Идем без отдыха. Слышны орудийные выстрелы. Вершины гор облиты лунным светом. Небо — россыпь звезд. Почему-то вспоминаются донские степи, расцвеченные в мае травами. И тут же мысли о матери. Я ни разу не писал ей с фронта. «Мама, прости… Сейчас напишу». В мыслях текут строки: «Дорогая! Я жив и здоров. Мои ноги ходят по советской земле. Сейчас мне немного, конечно, трудно. А кому в это время легко? Ты не беспокойся за меня. На фронте опасно. Но, как у нас здесь говорят, опасность не смерть. Главное — уметь не поворачиваться к опасности спиной, тогда ничего не страшно. Дорогая мама! У меня есть хорошие друзья.
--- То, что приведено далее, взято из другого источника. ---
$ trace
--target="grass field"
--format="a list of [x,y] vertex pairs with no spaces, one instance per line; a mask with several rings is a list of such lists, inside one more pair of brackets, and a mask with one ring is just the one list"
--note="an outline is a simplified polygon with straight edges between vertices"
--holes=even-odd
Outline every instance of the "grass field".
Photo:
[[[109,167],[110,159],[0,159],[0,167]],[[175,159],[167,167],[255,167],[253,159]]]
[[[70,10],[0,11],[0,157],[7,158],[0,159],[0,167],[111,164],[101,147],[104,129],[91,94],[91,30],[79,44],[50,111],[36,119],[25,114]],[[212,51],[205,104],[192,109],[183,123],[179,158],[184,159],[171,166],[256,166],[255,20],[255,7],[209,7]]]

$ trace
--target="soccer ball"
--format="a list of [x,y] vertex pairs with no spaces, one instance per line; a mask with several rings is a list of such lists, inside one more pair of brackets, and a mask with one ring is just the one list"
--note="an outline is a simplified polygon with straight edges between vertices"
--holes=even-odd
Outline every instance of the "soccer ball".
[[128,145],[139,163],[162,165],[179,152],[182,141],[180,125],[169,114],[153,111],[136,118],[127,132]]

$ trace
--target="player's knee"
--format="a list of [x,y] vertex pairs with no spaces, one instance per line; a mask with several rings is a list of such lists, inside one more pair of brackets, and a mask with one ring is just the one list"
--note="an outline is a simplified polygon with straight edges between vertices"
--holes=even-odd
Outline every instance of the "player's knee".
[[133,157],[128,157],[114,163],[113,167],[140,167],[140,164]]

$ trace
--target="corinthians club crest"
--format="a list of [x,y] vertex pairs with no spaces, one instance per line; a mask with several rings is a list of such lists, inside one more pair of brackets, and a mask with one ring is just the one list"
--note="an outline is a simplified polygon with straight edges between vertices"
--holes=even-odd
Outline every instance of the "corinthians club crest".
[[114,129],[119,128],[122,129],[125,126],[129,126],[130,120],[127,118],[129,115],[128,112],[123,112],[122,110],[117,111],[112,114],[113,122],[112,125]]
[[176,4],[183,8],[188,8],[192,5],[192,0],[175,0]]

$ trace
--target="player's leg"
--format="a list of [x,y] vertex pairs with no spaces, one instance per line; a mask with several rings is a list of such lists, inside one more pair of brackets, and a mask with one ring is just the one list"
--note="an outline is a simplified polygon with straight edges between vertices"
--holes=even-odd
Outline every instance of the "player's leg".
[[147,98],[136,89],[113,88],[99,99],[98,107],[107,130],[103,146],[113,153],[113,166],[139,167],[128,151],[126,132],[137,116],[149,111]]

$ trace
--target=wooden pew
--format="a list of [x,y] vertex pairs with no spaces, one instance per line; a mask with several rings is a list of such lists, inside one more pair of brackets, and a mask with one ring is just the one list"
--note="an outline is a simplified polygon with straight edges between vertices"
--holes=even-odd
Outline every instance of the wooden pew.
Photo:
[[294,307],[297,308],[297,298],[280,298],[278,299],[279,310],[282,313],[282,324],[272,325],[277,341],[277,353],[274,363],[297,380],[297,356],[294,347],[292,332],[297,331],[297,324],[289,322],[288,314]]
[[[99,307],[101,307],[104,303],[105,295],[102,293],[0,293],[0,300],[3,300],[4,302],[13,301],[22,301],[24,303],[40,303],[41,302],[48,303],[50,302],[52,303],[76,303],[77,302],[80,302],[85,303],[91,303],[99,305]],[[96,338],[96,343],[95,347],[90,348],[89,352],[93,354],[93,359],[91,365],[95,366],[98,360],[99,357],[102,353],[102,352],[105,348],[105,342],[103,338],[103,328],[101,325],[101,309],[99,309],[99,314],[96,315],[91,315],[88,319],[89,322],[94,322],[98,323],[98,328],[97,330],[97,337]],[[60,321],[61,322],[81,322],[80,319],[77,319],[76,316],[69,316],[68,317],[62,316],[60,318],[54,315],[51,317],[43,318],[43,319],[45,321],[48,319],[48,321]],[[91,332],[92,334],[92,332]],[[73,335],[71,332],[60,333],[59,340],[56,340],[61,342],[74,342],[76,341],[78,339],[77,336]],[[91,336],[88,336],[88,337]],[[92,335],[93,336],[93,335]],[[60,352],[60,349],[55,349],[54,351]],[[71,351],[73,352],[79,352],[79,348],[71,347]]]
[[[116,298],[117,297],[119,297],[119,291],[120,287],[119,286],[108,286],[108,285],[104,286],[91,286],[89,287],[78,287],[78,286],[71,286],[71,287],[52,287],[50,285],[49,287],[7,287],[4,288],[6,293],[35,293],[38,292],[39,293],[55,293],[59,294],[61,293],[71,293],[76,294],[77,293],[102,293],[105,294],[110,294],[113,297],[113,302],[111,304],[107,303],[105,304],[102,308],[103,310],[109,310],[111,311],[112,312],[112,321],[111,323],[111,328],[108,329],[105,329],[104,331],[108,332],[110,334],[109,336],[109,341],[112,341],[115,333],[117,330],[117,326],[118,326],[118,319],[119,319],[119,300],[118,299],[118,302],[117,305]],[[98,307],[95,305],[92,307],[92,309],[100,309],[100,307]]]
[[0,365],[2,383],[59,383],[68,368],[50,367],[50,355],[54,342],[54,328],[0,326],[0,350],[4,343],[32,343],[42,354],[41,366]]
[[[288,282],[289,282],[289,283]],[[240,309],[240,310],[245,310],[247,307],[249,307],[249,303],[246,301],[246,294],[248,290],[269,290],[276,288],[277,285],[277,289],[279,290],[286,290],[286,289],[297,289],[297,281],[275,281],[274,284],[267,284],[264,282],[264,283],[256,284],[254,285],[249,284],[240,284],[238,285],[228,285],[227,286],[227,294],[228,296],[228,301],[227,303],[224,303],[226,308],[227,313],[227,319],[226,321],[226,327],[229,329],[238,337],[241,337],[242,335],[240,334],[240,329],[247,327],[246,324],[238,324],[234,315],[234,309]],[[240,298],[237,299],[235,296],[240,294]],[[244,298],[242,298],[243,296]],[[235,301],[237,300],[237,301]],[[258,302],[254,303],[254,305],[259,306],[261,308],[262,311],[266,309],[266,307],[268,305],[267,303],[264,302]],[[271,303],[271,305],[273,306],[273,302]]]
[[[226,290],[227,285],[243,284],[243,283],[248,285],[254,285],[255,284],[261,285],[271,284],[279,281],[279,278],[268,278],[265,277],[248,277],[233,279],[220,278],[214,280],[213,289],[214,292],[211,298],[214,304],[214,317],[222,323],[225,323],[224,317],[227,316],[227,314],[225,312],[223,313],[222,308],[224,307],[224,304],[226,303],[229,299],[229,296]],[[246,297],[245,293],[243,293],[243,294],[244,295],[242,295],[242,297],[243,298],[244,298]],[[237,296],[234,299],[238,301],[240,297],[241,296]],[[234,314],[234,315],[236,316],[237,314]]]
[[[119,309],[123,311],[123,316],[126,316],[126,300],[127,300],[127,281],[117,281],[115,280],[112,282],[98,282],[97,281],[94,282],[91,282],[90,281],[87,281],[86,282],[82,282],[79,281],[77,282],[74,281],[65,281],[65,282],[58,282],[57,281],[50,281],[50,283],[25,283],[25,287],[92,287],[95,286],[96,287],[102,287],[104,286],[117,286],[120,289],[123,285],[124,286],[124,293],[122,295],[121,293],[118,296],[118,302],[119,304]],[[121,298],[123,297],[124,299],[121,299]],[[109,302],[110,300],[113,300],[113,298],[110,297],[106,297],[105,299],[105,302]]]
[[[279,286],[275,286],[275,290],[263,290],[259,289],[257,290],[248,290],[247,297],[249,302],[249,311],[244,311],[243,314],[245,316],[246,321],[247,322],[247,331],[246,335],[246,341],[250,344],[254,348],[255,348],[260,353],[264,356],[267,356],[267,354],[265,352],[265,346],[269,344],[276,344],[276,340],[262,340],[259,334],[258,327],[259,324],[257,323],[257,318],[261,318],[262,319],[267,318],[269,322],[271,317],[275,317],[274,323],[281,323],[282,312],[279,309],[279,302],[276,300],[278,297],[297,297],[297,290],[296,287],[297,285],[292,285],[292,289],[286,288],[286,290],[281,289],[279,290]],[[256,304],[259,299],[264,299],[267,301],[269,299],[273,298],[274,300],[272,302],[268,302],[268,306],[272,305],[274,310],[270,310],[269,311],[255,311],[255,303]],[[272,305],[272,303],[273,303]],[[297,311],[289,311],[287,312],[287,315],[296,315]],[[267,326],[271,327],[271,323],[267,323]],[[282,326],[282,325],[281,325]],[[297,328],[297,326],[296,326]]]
Раньше я не знал, что есть такие люди. Мой командир Егор Кувалдин. Он из Москвы. Мама, я верю: когда-нибудь ты увидишь этого замечательного Егора…»
«Пишу» о Чупрахине, об Алексее, Аннушке, Правдине. Вспоминаются Шатров, лейтенант Замков, командир дивизии… Так много хочется сообщить матери, но мешают выстрелы орудий, они заставляют думать о другом; что ж, подожду, найдется время и для настоящего письма.
12
Всю ночь поднимаемся в гору. В ушах звон сотен колоколов, вот-вот лопнет, расколется голова. А конца подъема и не чувствуется: к звездам, что ли, выйдем?.. Под ногами не земля — слой твердого льда: поставишь ногу — съезжает назад. Тело облито липким, горячим потом, а во рту сухо — языком не повернешь. Чертова высота! А может быть, земля опрокинулась и стоит перед нами дыбом? Не удержит! Пройдены сотни километров: катакомбы, море, песок, скалы — спрессованная толща опасностей. От сапог остались одни голенища, порыжевшие, потертые, а на коленях и руках — сплошные ссадины: проползли не один километр.
Там, за высотой, наверняка наши. Руки тянутся вперед: им легче, чем ногам. Хватаюсь за гибкий ствол клена — гнется. Животом упираюсь в ребристые камни, они шевелятся, вот-вот увлекут под откос, в темноту обрыва. Тяжело вздыхая и крякая, позади рвется снаряд. Тело пружинится, сгибаются ноги; подтягиваюсь еще на полметра выше.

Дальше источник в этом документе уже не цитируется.